Trevor had booked a flight to Wellington and then one to Palmerston North; with a stop-over in Wellington forced on him by the Christmas passenger volumes. But when he made it through Customs in Christchurch, the check-in machine rejected his ticket, and at the counter they told him the flight was oversubscribed and he’d be rebooked on the next available flight.
He hung around the airport for a while, still on Western Australia time, but when they finally transferred a new ticket to the phone he’d just purchased on his way through duty free, it was for a flight to Wellington in the morning. If he hired a car and headed north, and was lucky enough to find a place on the ferry across Cook Strait, he couldn’t make it a lot faster.
He thought about phoning home, but his heart was set on surprising them. Instead, he took a taxi to the nearby airport hotel, where a sleepy reservations clerk gave him a key and a cardboard container of milk. “Check out by ten, or an extra fifty dollars for a one pm check out.”
Trevor refused the extra fee, and followed the directions up to the fifth floor, keen for a shower and some time on the internet, to check three years’ worth of news from family and friends.

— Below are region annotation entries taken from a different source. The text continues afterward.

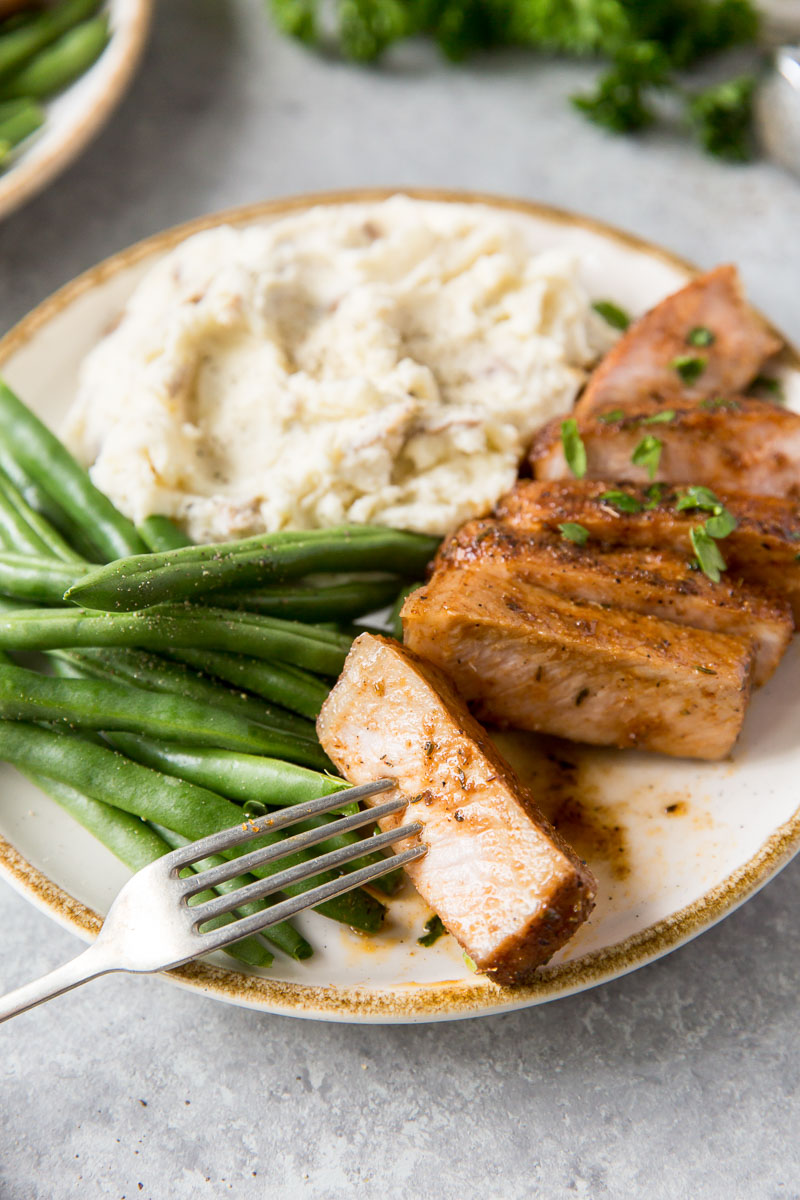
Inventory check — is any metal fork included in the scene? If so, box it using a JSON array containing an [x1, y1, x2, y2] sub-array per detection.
[[0, 779, 427, 1021]]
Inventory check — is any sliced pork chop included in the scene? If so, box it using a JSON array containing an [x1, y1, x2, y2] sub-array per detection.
[[576, 266, 781, 416], [437, 521, 793, 686], [495, 479, 800, 628], [529, 396, 800, 499], [317, 634, 596, 983], [403, 566, 752, 760]]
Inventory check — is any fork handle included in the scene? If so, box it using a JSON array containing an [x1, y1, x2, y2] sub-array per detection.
[[0, 942, 120, 1022]]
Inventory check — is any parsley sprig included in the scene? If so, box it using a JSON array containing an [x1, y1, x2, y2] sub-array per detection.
[[561, 416, 588, 479], [631, 433, 663, 479]]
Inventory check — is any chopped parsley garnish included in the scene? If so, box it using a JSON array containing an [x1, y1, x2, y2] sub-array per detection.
[[267, 0, 759, 158], [241, 800, 269, 821], [669, 354, 709, 383], [631, 433, 663, 479], [417, 916, 447, 946], [597, 491, 642, 512], [561, 416, 587, 479], [688, 526, 726, 583], [686, 325, 716, 346], [639, 408, 675, 425], [559, 521, 589, 546], [675, 485, 722, 514], [591, 300, 631, 332], [688, 74, 756, 162]]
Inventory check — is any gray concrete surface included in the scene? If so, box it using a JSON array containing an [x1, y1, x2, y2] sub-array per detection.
[[0, 0, 800, 1200]]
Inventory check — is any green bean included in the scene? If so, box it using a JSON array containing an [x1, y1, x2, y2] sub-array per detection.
[[0, 0, 101, 76], [0, 16, 108, 100], [0, 721, 384, 934], [169, 648, 330, 721], [19, 773, 273, 967], [211, 578, 397, 622], [0, 666, 321, 762], [154, 826, 314, 966], [0, 102, 44, 162], [50, 650, 317, 744], [137, 515, 192, 552], [389, 583, 422, 642], [109, 733, 403, 895], [0, 605, 350, 674], [0, 472, 70, 558], [0, 553, 92, 605], [0, 376, 145, 559], [66, 528, 438, 611]]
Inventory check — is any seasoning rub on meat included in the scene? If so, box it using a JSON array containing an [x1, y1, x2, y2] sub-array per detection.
[[403, 564, 752, 760], [317, 634, 596, 984], [437, 523, 793, 686]]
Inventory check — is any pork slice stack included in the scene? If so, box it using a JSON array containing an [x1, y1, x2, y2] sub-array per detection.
[[403, 268, 800, 760], [317, 634, 596, 984]]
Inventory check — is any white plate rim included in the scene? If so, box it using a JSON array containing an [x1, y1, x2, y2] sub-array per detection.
[[0, 0, 154, 220], [0, 187, 800, 1024]]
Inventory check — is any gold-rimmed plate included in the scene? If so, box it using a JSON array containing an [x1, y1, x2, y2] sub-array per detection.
[[0, 191, 800, 1021]]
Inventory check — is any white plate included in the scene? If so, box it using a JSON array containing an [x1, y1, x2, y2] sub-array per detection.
[[0, 0, 152, 217], [0, 192, 800, 1021]]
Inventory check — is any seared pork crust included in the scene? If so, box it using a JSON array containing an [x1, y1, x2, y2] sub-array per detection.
[[494, 479, 800, 628], [576, 265, 781, 418], [402, 565, 752, 760], [317, 634, 596, 984], [529, 396, 800, 499], [435, 521, 793, 686]]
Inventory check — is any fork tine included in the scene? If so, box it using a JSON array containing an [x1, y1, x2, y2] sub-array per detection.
[[191, 822, 422, 926], [180, 796, 408, 899], [196, 846, 428, 954], [162, 779, 397, 871]]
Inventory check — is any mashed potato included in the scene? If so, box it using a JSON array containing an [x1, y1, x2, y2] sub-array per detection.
[[65, 196, 609, 541]]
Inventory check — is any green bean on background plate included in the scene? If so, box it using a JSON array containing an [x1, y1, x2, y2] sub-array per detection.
[[66, 523, 439, 612], [0, 470, 79, 562], [0, 721, 385, 934], [50, 649, 317, 743], [167, 648, 330, 721], [0, 665, 325, 762], [0, 605, 350, 676], [23, 772, 273, 967], [0, 379, 146, 560]]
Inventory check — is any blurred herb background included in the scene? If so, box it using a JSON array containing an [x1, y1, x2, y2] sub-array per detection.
[[266, 0, 759, 162]]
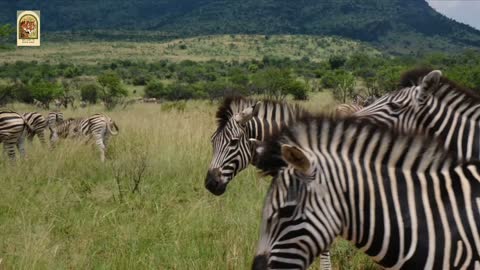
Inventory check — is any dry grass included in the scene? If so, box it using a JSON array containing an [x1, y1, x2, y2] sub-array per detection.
[[0, 35, 379, 64], [0, 95, 372, 269]]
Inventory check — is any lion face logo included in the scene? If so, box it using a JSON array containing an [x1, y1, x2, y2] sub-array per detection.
[[19, 15, 38, 39]]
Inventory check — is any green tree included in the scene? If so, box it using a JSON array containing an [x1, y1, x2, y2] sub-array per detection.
[[333, 70, 355, 103], [28, 81, 63, 108], [80, 83, 100, 104], [144, 80, 168, 98], [97, 71, 128, 110]]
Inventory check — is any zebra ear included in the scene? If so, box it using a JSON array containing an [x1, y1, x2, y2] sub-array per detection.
[[282, 144, 311, 173], [234, 102, 259, 125], [421, 70, 442, 91]]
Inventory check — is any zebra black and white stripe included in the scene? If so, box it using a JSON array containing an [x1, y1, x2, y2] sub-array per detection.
[[354, 69, 480, 160], [252, 117, 480, 270], [205, 97, 307, 195], [205, 97, 331, 269], [0, 111, 32, 160], [50, 114, 119, 162], [23, 112, 47, 144], [335, 103, 363, 117], [47, 112, 63, 127]]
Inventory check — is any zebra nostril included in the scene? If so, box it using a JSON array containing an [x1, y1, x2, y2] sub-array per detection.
[[205, 169, 226, 196], [252, 255, 268, 270]]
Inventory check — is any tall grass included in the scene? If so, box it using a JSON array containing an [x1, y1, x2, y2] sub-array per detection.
[[0, 97, 372, 269]]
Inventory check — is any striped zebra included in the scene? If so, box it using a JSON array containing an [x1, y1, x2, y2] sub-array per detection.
[[335, 103, 363, 117], [205, 97, 331, 269], [49, 114, 119, 162], [0, 111, 32, 160], [47, 111, 63, 127], [355, 69, 480, 160], [23, 112, 47, 144], [252, 117, 480, 270]]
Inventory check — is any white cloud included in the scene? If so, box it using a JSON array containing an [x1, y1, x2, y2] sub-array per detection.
[[427, 0, 480, 29]]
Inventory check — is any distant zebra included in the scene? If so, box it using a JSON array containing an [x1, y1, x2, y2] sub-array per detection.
[[335, 104, 363, 117], [0, 111, 32, 160], [23, 112, 47, 144], [252, 117, 480, 270], [47, 112, 63, 127], [50, 114, 119, 162], [355, 69, 480, 160]]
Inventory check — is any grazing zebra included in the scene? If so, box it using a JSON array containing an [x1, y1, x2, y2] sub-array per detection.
[[0, 111, 33, 160], [47, 112, 63, 128], [355, 69, 480, 160], [335, 104, 363, 117], [252, 117, 480, 270], [205, 97, 307, 195], [23, 112, 47, 144], [205, 97, 331, 269], [50, 114, 119, 162]]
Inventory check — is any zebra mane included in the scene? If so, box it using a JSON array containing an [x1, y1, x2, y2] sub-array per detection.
[[216, 96, 306, 131], [399, 68, 480, 104], [255, 115, 459, 176]]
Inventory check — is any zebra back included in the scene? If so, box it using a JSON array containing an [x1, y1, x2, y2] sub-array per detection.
[[254, 117, 480, 269]]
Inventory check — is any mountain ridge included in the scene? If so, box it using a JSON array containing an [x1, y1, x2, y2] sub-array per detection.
[[0, 0, 480, 54]]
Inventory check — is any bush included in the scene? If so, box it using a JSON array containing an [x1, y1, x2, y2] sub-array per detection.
[[285, 81, 308, 100], [80, 83, 100, 104], [144, 81, 167, 99], [28, 81, 64, 108], [97, 71, 128, 110]]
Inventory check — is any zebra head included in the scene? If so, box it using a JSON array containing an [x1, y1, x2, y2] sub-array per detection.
[[252, 144, 335, 270], [354, 70, 442, 133], [205, 103, 259, 196]]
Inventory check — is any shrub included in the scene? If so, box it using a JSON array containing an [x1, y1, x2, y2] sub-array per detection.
[[80, 83, 100, 104], [144, 80, 167, 98]]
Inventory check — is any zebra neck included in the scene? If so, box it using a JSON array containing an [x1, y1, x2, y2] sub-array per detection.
[[418, 86, 480, 160]]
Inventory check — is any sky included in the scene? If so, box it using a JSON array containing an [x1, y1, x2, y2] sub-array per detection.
[[427, 0, 480, 30]]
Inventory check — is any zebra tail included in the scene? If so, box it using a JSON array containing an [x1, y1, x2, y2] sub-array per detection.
[[107, 120, 120, 135], [20, 115, 35, 134]]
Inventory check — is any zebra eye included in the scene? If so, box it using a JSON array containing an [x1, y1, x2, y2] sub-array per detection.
[[228, 139, 238, 146]]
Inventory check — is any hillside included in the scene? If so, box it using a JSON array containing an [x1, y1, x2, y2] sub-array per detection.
[[0, 35, 380, 64], [0, 0, 480, 53]]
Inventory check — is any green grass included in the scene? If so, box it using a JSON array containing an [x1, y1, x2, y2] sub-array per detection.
[[0, 94, 373, 269], [0, 35, 380, 64]]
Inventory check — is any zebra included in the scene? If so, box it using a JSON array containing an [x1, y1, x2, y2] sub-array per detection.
[[23, 112, 47, 144], [354, 69, 480, 160], [47, 111, 63, 128], [335, 103, 363, 117], [205, 96, 307, 196], [49, 114, 119, 162], [0, 111, 33, 160], [252, 116, 480, 270], [205, 97, 331, 269]]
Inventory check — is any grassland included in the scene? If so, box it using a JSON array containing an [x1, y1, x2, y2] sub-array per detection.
[[0, 93, 373, 269], [0, 35, 380, 64]]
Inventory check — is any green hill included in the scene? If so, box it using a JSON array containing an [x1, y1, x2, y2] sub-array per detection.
[[0, 0, 480, 54]]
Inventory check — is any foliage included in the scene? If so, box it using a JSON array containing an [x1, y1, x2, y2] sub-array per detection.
[[333, 70, 355, 103], [28, 80, 64, 108], [144, 80, 166, 99], [0, 0, 480, 55], [80, 83, 101, 104], [97, 71, 128, 110]]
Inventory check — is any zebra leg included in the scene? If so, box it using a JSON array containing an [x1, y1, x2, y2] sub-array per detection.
[[3, 141, 15, 161], [37, 129, 46, 145], [320, 250, 332, 270], [95, 134, 105, 162], [17, 136, 25, 158]]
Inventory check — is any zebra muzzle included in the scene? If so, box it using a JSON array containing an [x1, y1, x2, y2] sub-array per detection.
[[252, 255, 268, 270], [205, 168, 227, 196]]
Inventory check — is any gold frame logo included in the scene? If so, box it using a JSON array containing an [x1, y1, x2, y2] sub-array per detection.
[[17, 10, 40, 46]]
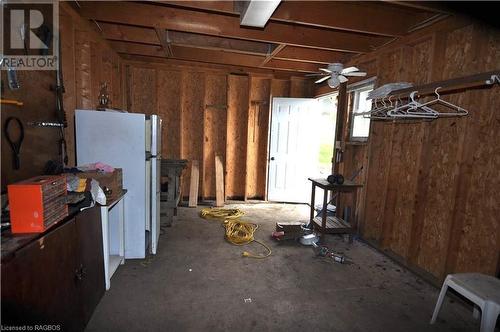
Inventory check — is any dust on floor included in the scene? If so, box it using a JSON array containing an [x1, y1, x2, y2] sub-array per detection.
[[87, 203, 479, 332]]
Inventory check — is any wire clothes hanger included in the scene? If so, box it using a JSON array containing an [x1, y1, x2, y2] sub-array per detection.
[[410, 87, 469, 117], [387, 91, 438, 119]]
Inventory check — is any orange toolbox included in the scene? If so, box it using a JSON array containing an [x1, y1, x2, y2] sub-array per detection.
[[7, 175, 68, 233]]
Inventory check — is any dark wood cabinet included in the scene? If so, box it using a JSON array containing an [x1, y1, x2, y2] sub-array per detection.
[[75, 208, 106, 324], [1, 207, 105, 331]]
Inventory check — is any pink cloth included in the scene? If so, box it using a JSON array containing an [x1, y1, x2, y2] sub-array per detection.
[[77, 161, 115, 173]]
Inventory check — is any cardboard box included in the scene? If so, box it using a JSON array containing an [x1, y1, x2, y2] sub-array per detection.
[[75, 168, 123, 198]]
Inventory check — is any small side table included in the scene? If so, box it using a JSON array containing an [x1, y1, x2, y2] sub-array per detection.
[[100, 189, 127, 290], [309, 178, 363, 234]]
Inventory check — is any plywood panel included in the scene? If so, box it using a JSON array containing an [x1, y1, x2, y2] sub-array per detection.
[[446, 27, 500, 274], [181, 72, 205, 193], [202, 74, 227, 198], [156, 70, 182, 159], [317, 19, 500, 283], [290, 78, 313, 98], [271, 79, 291, 97], [363, 121, 392, 242], [59, 9, 76, 166], [75, 30, 93, 109], [111, 55, 124, 109], [129, 67, 156, 115], [225, 75, 249, 197], [417, 27, 472, 278], [246, 77, 271, 199], [454, 89, 500, 275]]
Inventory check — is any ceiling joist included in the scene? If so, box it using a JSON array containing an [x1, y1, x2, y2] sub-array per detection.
[[80, 2, 391, 52], [157, 1, 440, 37]]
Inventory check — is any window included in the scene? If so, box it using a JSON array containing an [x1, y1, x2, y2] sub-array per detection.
[[350, 81, 373, 141]]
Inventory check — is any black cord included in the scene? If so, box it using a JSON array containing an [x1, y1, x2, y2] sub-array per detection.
[[4, 116, 24, 169]]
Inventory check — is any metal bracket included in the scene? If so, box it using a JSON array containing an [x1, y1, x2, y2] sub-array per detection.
[[486, 75, 500, 84]]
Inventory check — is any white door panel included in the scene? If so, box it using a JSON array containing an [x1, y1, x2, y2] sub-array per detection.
[[151, 158, 161, 254], [268, 98, 319, 203]]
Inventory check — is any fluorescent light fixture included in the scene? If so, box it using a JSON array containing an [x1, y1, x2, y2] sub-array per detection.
[[240, 0, 281, 28], [326, 75, 340, 88]]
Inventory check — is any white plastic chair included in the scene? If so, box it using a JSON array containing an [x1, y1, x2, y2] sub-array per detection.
[[431, 273, 500, 332]]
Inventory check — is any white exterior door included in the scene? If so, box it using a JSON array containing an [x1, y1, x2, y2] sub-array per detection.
[[151, 115, 161, 255], [268, 98, 320, 203]]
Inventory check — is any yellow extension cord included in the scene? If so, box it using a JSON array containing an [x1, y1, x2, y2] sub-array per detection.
[[200, 208, 272, 258]]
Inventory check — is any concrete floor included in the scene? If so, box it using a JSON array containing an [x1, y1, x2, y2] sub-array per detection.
[[87, 204, 479, 332]]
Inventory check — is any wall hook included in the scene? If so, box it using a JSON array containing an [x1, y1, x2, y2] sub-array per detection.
[[486, 75, 500, 84]]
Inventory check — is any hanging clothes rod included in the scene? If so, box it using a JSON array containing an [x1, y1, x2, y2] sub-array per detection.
[[388, 70, 500, 98]]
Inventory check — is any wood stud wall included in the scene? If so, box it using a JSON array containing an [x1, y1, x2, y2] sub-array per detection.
[[60, 3, 124, 167], [317, 19, 500, 284], [124, 61, 312, 199], [2, 2, 123, 190]]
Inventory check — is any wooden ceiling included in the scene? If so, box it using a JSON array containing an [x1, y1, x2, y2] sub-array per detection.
[[75, 1, 447, 75]]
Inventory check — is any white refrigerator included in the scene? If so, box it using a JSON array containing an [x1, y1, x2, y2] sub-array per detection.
[[75, 110, 161, 259]]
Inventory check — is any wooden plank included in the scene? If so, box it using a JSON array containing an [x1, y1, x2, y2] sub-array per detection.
[[274, 46, 353, 64], [246, 77, 271, 199], [188, 160, 200, 207], [111, 41, 264, 67], [160, 1, 436, 36], [59, 8, 76, 166], [444, 26, 500, 276], [103, 22, 275, 55], [225, 75, 249, 198], [417, 26, 473, 278], [121, 54, 302, 79], [271, 79, 290, 97], [156, 69, 183, 159], [262, 59, 318, 73], [290, 77, 314, 98], [129, 67, 156, 115], [332, 83, 348, 174], [155, 28, 173, 58], [80, 2, 390, 52], [215, 156, 226, 207], [202, 74, 227, 199], [407, 32, 446, 266], [90, 41, 103, 109], [181, 72, 205, 197], [99, 22, 161, 46], [75, 30, 92, 109]]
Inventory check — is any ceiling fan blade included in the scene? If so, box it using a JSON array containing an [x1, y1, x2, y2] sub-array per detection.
[[338, 75, 349, 83], [344, 71, 366, 77], [304, 73, 326, 77], [340, 67, 359, 75], [314, 75, 332, 83]]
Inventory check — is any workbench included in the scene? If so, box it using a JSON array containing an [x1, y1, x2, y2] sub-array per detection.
[[309, 178, 363, 234]]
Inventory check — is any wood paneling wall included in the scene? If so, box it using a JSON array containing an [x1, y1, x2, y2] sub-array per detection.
[[317, 19, 500, 284], [59, 2, 123, 165], [124, 61, 313, 199], [1, 2, 122, 190]]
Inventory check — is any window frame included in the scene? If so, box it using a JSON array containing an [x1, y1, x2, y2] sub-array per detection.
[[347, 77, 376, 143]]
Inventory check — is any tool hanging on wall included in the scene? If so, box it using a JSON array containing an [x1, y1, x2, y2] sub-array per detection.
[[0, 55, 21, 93], [55, 33, 68, 166], [97, 82, 111, 111], [0, 99, 24, 107], [27, 121, 64, 127], [4, 116, 24, 169]]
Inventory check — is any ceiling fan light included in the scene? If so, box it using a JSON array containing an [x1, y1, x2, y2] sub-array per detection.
[[326, 76, 340, 89]]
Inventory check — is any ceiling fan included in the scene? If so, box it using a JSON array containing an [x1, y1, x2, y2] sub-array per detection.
[[306, 63, 366, 88]]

Old Trev woke up in time to join them in a slice of Christmas cake, another traditional New Zealand treat she’d tried tentatively and come to love.
“That tree-bucket cover you made looks beaut, Lee,” Old Trev told her, as he admired the tree. It was patchwork, and one of a dozen tree-stand covers she’d made for the Christmas Fair. Old Trev had demanded that she sell him one to replace the crepe paper with which they usually wrapped the bucket, insisting on making a donation to the Christmas Fair when she tried to give him the cover.